The Control Layer Intensity Index (CLII) scores 19 gateway entities on five dimensions: licensing, reserve transparency, freeze capability, compliance infrastructure, and geographic restrictions. The routing network is concentrating: transfer volume doubled over three years while the number of distinct counterparties declined by a quarter and cross-gateway connections thinned sharply. Growth expanded usage; control consolidated.
During the SVB crisis, capital rotated across dollar gateways rather than exiting dollar instruments.
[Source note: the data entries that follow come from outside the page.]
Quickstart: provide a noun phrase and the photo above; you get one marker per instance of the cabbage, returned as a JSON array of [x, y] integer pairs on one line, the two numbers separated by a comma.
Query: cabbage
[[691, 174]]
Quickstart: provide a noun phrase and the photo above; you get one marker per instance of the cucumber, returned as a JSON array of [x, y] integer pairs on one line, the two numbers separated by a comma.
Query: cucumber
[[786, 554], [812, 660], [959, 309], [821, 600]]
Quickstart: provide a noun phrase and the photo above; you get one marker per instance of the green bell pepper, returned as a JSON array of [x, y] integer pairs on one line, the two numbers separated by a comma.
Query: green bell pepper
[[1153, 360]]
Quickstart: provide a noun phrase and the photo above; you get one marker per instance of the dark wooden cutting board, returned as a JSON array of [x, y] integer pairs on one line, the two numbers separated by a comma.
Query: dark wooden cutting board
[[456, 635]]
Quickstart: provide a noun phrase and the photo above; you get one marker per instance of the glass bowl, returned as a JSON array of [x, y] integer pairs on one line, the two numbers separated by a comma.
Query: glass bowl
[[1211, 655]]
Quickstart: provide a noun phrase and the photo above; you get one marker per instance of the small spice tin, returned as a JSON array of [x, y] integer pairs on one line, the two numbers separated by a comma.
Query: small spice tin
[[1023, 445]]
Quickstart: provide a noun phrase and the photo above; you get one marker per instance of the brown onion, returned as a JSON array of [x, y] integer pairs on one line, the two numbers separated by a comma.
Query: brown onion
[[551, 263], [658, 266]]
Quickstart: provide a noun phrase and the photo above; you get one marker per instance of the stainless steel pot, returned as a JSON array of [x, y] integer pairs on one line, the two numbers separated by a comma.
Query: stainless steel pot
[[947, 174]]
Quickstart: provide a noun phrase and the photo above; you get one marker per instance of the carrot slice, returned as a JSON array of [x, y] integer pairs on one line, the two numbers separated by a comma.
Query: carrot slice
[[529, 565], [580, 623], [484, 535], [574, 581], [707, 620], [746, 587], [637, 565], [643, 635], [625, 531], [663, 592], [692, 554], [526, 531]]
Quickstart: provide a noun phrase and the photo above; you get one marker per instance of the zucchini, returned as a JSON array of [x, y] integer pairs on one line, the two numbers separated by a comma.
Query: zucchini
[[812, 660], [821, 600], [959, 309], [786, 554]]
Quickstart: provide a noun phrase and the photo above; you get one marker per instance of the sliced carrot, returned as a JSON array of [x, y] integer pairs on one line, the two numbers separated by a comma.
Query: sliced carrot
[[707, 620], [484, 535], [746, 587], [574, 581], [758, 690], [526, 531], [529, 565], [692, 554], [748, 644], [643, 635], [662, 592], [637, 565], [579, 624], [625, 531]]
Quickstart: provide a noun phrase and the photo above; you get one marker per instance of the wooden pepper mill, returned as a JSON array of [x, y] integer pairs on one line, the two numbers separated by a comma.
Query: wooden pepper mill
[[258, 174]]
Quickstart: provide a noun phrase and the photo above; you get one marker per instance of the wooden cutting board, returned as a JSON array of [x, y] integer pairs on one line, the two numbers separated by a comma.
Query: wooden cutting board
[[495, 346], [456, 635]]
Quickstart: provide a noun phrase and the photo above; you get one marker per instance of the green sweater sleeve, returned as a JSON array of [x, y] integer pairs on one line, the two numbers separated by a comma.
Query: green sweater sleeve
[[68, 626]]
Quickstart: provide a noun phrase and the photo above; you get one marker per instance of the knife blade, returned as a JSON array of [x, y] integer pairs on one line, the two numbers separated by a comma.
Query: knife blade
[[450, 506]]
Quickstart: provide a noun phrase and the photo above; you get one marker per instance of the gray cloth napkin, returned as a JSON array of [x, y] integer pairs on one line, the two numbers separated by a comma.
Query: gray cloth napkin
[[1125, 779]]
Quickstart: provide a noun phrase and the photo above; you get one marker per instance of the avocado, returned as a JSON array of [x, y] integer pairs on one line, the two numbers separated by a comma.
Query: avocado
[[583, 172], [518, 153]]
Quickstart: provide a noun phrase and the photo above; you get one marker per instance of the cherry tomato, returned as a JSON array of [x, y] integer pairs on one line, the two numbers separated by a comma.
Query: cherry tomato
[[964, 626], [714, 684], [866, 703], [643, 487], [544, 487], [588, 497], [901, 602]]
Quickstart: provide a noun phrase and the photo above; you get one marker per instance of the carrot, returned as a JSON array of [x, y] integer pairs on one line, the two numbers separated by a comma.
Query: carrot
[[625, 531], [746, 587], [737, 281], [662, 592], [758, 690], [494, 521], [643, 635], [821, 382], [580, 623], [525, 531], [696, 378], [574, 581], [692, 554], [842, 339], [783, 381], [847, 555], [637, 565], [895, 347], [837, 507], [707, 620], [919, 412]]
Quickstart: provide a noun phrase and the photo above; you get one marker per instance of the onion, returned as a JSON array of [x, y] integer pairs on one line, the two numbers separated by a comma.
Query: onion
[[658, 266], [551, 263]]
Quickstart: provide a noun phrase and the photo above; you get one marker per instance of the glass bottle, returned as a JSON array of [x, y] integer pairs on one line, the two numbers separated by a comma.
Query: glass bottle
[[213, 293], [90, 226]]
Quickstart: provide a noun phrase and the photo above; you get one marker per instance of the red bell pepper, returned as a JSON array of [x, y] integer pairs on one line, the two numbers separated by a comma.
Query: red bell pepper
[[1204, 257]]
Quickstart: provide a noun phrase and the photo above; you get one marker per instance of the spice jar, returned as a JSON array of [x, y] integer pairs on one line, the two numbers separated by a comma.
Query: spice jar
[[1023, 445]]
Regulated gateway share collapsed over a weekend as Circle's operations slowed, then recovered within days after banking-sector interventions. A permissionless smart contract temporarily became the primary dollar-routing mechanism. Three gateways with zero direct SVB exposure (MakerDAO, Paxos, Gemini) saw their instruments depeg through code-level reserve dependencies: contagion traveled through the gateway layer, not the token layer. Two gateways scoring within ten points of each other on the compliance index produced sharply divergent stress outcomes because their banking exposures differed.
Why it matters
Aggregate stablecoin supply is the wrong monitoring surface. Gateway-level flow data reveal the routing detail that aggregate numbers miss: which institutions are gaining share, which banking relationships create correlated exposure, and where settlement capacity fails under stress.
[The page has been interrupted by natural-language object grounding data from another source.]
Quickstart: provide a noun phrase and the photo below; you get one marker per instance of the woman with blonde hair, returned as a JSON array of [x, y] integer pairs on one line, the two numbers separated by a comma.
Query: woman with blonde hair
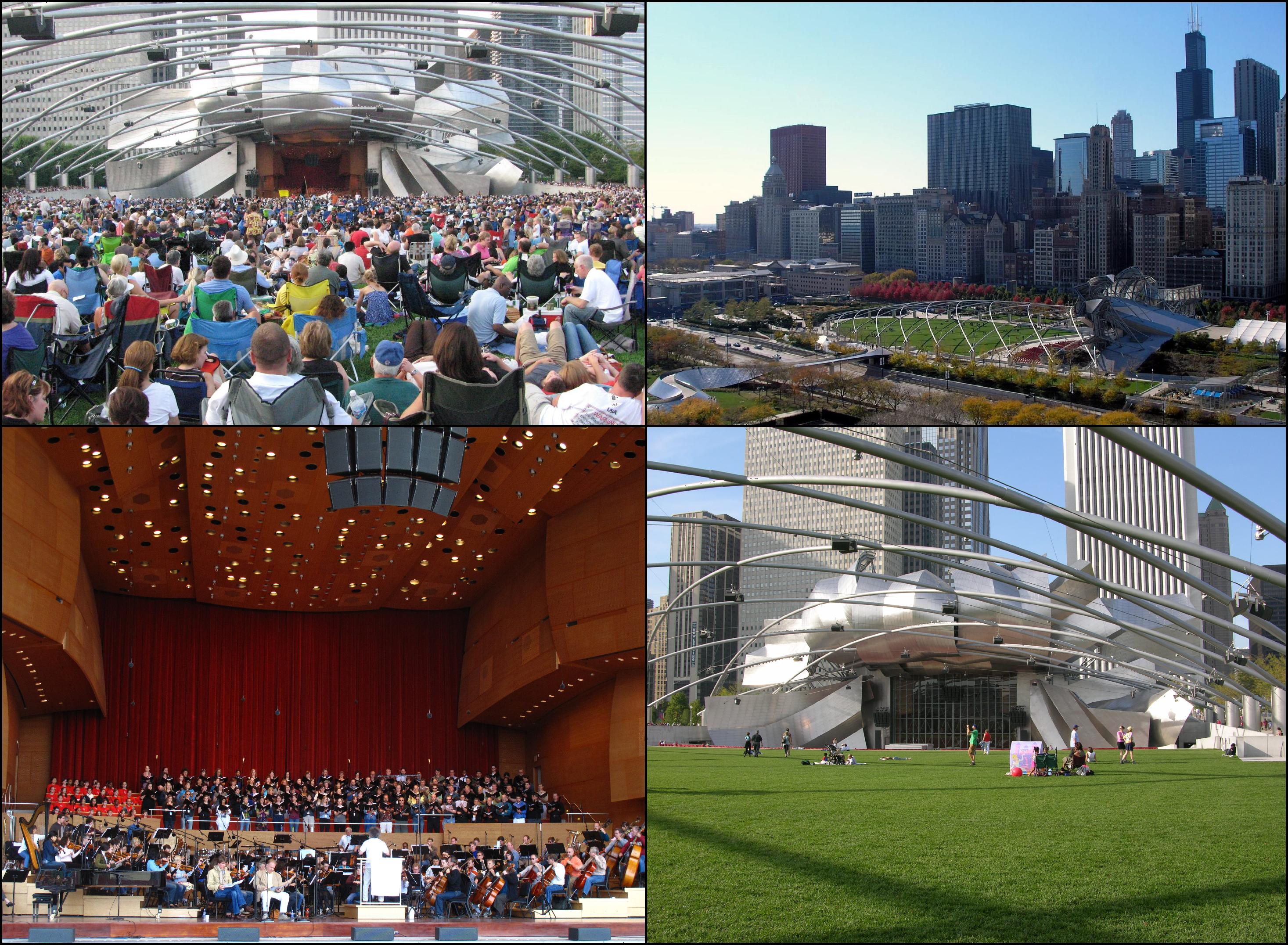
[[26, 399], [316, 351], [140, 357]]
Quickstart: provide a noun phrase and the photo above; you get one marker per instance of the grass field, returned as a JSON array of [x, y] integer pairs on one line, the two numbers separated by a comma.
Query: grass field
[[1183, 846], [948, 334]]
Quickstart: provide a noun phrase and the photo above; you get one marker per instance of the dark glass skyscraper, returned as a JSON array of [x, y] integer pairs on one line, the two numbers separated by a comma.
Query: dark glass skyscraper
[[802, 152], [1256, 97], [983, 154], [1193, 89]]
The CLII provides a five-dimension scoring framework for regulatory intensity at the gateway layer. It measures who is regulated, not who is fragile; two gateways with near-identical compliance scores can produce opposite stress outcomes depending on entity-specific exposures beneath the compliance surface.
The SVB evidence is consistent with a broader pattern: fragmentation in the digital-dollar system manifests as competition and concentration within the dollar's own gateway infrastructure, with limited substitution into non-dollar instruments. The strategic question for policymakers, issuers, and market participants is the same: who routes the dollar matters more than which dollar is routed.